- I am so blowing the whistle on cupcakes. Yes, it’s great to have a few shops in each city, but we don’t need more than a few. And really, what is up with the LINES of people (mostly ladies) waiting at some of these places? Ri-donkedonk. Now, I would queue up for a true Parisian croissant… but unless those sprinkles on said cupcakes start coming from happy pills, the frosting on my cupcake is of an unhappy face.
- Since we’re on dessert, what is up with all the salt ending up in my sweets? Salted caramels, lovely. Salted caramel ice cream from Bi-Rite, bring it. But when I start crunching on large flakes of salt in my chocolate dessert and suddenly need to order more water, I gotta draw the line.

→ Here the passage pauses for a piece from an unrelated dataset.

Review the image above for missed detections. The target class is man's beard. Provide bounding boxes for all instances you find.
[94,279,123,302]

Please keep the monster flakes o’ Maldon away from my Madagascar chocolate.
- You didn’t think I was going to skip fro-yo, did you? Hells no. See, it’s the exact same cycle that happened back in the 80s: too many yogurt shops open at once, the city gets flooded with fro-yo, and then suddenly every place closes shop and we end up with none. It’s a runaway train of fruit-named knockoffs breeding like rabbits. And hilariously, the City doesn’t even have a Pinkberry, the mother ship of them all.
- Ahem on mixology mayhem. Now, I love my cocktails as much as the next boozehound. And we’re blessed to have so many pros in San Francisco who can make a spectacular cocktail—I dig the “kitchen notes” in a lot of drinks that make them pair well with food, or help my cocktail do double duty as an appetizer, heh. But more and more I find myself glazing over when my drink starts to sound like something I should be eating in a haute French restaurant, with a detailed description of each and every ingredient and the techniques used to make the darned thing. Can we dial this back to five, or six? (The hype, and the minutes it takes to make it.) Let’s get back to having the folks behind the stick be bartenders first, mixologists second. Which is why I am finding myself back on Manhattans. They’re quick, because yo, I’m thirsty. And it better not cost $14.
- I know I’m gonna get some heat on this one, but the cocktail consulting thing at local restos also needs some reining in. A good cocktail list does not a good restaurant make. Yeah, the cocktail program reads great on the restaurant’s press release, and it’s all dandy during the opening when the startenders are there, but what is going on with those drinks a month or two later? That quality control thing is tricky. I’d prefer simpler drinks (see above), less fanfare.
- This one is a cautionary tale: bacon. I totally dug the pigwich at Orson, and the bacon with apple and maple donut from Dynamo was an item whose time had come. But folks experimenting with bacon better stop acting all OCG (Original Culinary Gangster) because look around, everyone is doing it. Bacon is totally jumping the shark.
- Ditto on poached eggs. Breakfast, it’s what’s for dinner! Not. I eat far too many eggs every week; they’re definitely going with me to the desert island. But man, can we take it (over) easy? Eggs are making appearances on dinner menus everywhere. Unless the chef is doing something really unique, like Seis Kamimura at Postrio, who is soft-cooking an egg inside a Wolfe Ranch quail, wrapping that puppy in San Daniele prosciutto, then deep frying it, and glazing the quail with a maple Banyuls vinegar gastrique—otherwise, can we just leave the poached eggs to the brunch places, truffle season, pizzas, and bistros serving salade Lyonnaise?
- Large plates, but small tables, and even smaller portions. ‘Nuff said.
- Communal tables, especially the big ones that are so wide you can’t hear your friend sitting across from you, especially with all the other people around talkin’ loudly. So much for communal. Yes, they are a clever way to seat single diners or a random group of folks who don’t have reservations, but find me anyone out there who brightens up when the reservationist says, “No, we don’t have any tables available that night, but we do have first-come, first-served spots at our communal table!”
- Did I just hear that woman at the table next to me ask if the salad was local? Yeah lady, the menu says it’s from County Line Harvest, relax. The intense local / sustainable / organic policing that is happening at restaurant tables is making my head hurt. It’s like the Inquisition! These are fine questions to ask of your salmon, your beef, and your tomatoes during that pesky scare, but what’s coming under the microscope next, the garnish in your drink, and the chocolate shavings on your dessert? Why even eat out?